To describe Alastair as precious is like saying Isadora Duncan accessorised poorly.
The German illustrator, born in 1887, known to his circle as Hanaël and to his passport as Hans-Henning von Voigt, was a singular creation as affected as his art and as artificial as his alias.
In his drawings, Alastair took Aubrey Beardsley’s feverish monochromes as a starting point, investing folds of fabric with as much expressive power as faces or gestures. But the page couldn’t monopolise Alastair’s prodigious gifts. His very life was a production in which he would dance at intimate soirees, dressing his own sets and even providing the musical interludes; he was a good enough pianist to duet with the brilliant cellist Pablo Casals.
Alastair also came with his own costumes. Italian poet Gabriele d’Annunzio recalls a memorable Parisian scene on the eve of World War I, which found the artist dressed in priestly blue brocade robes performing “gothic dances” around a gilded unicorn.
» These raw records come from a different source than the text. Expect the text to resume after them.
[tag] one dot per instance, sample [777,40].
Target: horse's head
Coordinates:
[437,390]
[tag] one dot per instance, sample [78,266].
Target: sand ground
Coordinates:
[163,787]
Publisher and poet Caresse Crosby relates of her first meeting with Alastair in 1927, “a blackamoor ushered us into a room where there was a black piano with a single candle burning on it. Soon Alastair himself appeared in the doorway in a white satin suit; he bowed, did a flying split and slid across the polished floor to stop at my feet, where he looked up and said, ‘Ah, Mrs. Crosby!’”
What’s not to like?
One of the most remarkable aspects of Alastair’s improbable existence was how few spectators there were for all this performative fabulousness. He was a one-man chamber opera whose audience was just a handful of like-minded friends, or no-one at all. This wasn’t attention-seeking as we understand it, or a cry for help, or even an act of conscious rebellion; it was the magnificent flowering of rare talents and rarer tastes. He was as he was because he could not be otherwise.
Alastair’s relations with the outside world were at best distant and he maintained his aesthetic autonomy until the end. An associate remembers him in his eighties with powdered white face, bold black eyebrows, black silk shoes poking out from the voluminous trousers of a ruby-red silk suit and “a whiff of perfume from another world”.
There were few to mourn Alastair when he died on this day 40 years ago. Most of his small, exclusive set were dead, and his life and work were so unique that he can’t properly be described as an influence on anyone or anything. Although his model of arch, alien glamour can be seen in the further reaches of 1970s glam rock, this was mere coincidence. In the end Alastair was a symbol of nothing but himself.